More than eight out of ten fines issued by the Information Commissioner's Office for data security breaches were for self-reported incidents, analysis by law firm Field Fisher Waterhouse has found.
It was the ICO's "most prolific year" yet in terms of enforcement actions, the firm found. The watchdog issued 25 fines, up from seven in 2011. It sent three enforcement notes, ordering organisations to take some action in order to comply with the law, up from one in 2011. And it initiated six criminal cases, up from five in 2011.
Field Fisher Waterhouse found that 84% of fines were for incidents that the organisations themselves had reported, demonstrating that self-reporters "are not given immunity from enforcement", the firm noted.
In an email to Information Age, technology partner Stewart Room commented that this may deter organisations from owning up to data breaches. "The likelihood is that many controllers will be deterred from coming forward due to fear of fines and the absence of positive incentives," he wrote.
"My personal view is that organisations who come forward should be treated similarly to those who undergo audit," he added. "They should receive an immunity from fines, provided that they comply with reasonable requests from ICO for remedial actions and they act in continued good faith in the relationship with ICO, being cooperative and transparent at all times."
Public sector organisations received 80% of the fines, with local authorities accounting for 60%, Field Fisher Waterhouse noted.
Room believes this reflects the fact that businesses to not feel obliged to report incidents themselves. "Most [private sector organisations] do not perceive that they should be voluntarily reporting incidents, whereas the public sector is working (quite properly in my view) to heightened levels of transparency," he commented.

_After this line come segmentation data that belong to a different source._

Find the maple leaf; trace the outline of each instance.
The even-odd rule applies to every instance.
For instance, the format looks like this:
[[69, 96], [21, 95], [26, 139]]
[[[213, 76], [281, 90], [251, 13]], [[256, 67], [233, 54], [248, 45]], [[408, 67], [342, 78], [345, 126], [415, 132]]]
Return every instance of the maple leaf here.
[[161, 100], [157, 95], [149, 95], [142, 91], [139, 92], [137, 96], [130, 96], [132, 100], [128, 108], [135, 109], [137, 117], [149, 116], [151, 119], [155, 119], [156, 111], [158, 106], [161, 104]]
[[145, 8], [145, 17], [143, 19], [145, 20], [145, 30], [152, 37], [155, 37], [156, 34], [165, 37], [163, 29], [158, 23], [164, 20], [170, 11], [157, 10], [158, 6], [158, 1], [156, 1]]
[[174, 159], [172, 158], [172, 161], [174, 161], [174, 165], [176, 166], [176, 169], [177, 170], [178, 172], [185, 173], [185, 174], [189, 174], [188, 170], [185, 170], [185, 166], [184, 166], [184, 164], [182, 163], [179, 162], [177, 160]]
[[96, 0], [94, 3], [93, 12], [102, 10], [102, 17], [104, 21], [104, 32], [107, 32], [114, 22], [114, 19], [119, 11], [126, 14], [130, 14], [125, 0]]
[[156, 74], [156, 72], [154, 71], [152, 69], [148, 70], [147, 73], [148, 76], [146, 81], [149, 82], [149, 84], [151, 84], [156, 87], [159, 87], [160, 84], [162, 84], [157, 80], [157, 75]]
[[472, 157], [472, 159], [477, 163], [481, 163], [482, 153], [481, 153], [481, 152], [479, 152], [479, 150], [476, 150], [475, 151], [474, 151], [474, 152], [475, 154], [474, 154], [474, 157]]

"However, its clear that ICO enforcement is not a one way street and that the private sector is being more caught up within financial penalties."
Last week, the House of Commons justice committee warned if the European Commission's proposed data protection reforms are ratified, the ICO may face a £43 million budget shortfall.
The data watchdog receives most of its funding from notification fees, which businesses pay to register under the Data Protection Act, but these are to be scrapped under the proposed reforms.
Meanwhile, the new data laws would lead to more investigations and data controllers would require more support from the ICO.
The committee's report was a "worst case scenario", information commissioner Christopher Graham wrote in response.